The Cardinals had drafted Sanders in the third round, like they have done with this year's second-round pick Ojulari, to bolster a pass rush that needed youth and an infusion of talent. Ojulari, along with the rest of the rookies, is taking part in their first minicamp.
The rookies didn't arrive until after noon Thursday, once the veterans had cleared out for the day. But as Sanders came off the field, dripping with sweat from Thursday's practice, he was asked what his biggest piece of advice would be to his fellow pass-rushing teammate.
"It would be to soak in as much as you can from the older guys," Sanders said. "Always be ready to learn.
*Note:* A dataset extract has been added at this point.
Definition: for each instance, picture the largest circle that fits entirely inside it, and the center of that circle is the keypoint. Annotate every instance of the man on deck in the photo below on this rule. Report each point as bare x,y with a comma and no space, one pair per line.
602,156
That's the biggest thing I could say. It might be small words, but that's the biggest, because the more you open your ears and the less you talk, the better it goes."
Ojulari, who met with the media later in the afternoon, seems to understand that. There were no bold predictions, no lavish sack goals.
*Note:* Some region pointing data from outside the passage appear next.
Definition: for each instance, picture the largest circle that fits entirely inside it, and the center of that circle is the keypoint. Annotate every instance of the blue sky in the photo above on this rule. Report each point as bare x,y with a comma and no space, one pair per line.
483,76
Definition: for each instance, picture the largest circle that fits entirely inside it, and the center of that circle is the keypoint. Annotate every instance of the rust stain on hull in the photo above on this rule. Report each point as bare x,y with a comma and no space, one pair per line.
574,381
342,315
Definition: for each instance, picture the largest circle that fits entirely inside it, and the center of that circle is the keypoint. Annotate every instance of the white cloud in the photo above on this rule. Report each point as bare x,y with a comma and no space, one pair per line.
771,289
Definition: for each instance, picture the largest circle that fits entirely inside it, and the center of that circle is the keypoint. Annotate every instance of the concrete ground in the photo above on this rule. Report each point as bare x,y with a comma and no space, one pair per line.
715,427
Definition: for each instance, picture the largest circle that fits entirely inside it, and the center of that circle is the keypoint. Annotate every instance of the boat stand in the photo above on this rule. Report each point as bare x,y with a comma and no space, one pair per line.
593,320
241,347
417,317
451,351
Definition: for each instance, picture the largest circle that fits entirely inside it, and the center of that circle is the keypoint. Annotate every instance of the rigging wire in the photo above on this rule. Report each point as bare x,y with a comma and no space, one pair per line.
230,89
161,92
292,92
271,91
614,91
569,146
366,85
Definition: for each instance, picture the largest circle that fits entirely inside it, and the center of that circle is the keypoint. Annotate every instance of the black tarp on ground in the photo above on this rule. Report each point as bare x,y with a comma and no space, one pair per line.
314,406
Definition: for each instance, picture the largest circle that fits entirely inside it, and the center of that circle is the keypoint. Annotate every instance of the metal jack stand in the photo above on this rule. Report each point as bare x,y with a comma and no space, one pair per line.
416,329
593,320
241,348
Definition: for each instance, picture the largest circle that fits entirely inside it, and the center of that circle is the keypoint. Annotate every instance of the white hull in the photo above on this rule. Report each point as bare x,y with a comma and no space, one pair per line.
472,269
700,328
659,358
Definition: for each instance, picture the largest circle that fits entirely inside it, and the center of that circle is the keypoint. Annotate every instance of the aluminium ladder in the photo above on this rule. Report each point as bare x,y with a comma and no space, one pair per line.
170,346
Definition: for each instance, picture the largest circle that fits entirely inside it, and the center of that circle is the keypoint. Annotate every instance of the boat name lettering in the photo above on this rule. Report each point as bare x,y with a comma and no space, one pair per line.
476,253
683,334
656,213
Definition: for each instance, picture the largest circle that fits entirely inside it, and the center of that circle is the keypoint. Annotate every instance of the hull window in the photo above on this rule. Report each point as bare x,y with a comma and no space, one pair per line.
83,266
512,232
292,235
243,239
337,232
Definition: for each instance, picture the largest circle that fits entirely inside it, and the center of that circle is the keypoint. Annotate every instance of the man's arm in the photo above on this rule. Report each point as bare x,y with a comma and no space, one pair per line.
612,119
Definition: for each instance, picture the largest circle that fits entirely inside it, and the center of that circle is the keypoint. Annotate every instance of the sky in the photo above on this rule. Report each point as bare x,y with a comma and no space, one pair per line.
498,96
"I'm not that type of guy," Ojulari said. "I really base my success off team success. I believe if I do my job and be accountable and be a great teammate, everything individually will come."
The Cardinals need pass rushers. There was a reason that, had they stayed at No. 3, many were hoping they would select Will Anderson – who indeed was selected at 3, once the Cardinals traded with Houston.
The Cardinals only had 36 sacks last season, and 18 of those came from two departed linemen: the retired J.J. Watt and the new Denver Bronco Zach Allen. Sanders and fellow third-round rookie Cam Thomas had three each.
Without knowing what will happen at the position (both Isaiah Simmons and Zaven Collins could get a look there), Ojulari comes in after posting 5½ sacks at LSU last season with an opportunity to be used early and often.
It's probably not a coincidence that one of the players Ojulari wants to emulate, given a similar body type, is Haason Reddick – the former Cardinal who had 16 sacks for new Cardinals coach Jonathan Gannon last season in Philadelphia.
"(Ojulari) is a very natural pass rusher," defensive coordinator Nick Rallis said. "Coming off the edge with speed, he can beat you with speed but as soon as he gets overset it's not 'Oh no, what happened?' He's very fluid and natural with his counter rushes."
The first bits of advice will matter, especially from the guys who just went through the same transition.
"When you first get here I think you really try to live up to a standard of everybody else," Thomas said. "When I first got here, I watched (linebacker) Dennis Gardeck bend way below some guy's pad level and I saw that and I was like, 'Shoot, that's the standard of an NFL player.' I got it in my head.
"But I realized that's not part of my game. I will tell (Ojulari) to be himself. He knows who he is as a player. Take that and maximize that."
Ojulari – who also can get advice from older brother Azeez, a linebacker for the Giants – has been low-key. He talked about executing what the coaches give him, expressing trust in the linebacker coaches turning him into a good pass rusher.
And he's also got the older guys – like one-year veteran Sanders.
"I ain't gonna say that, but I know a lot about a little bit," Sanders said. "I know I am going to help him be the best pass rusher he can be, like Markus Golden did for me last year."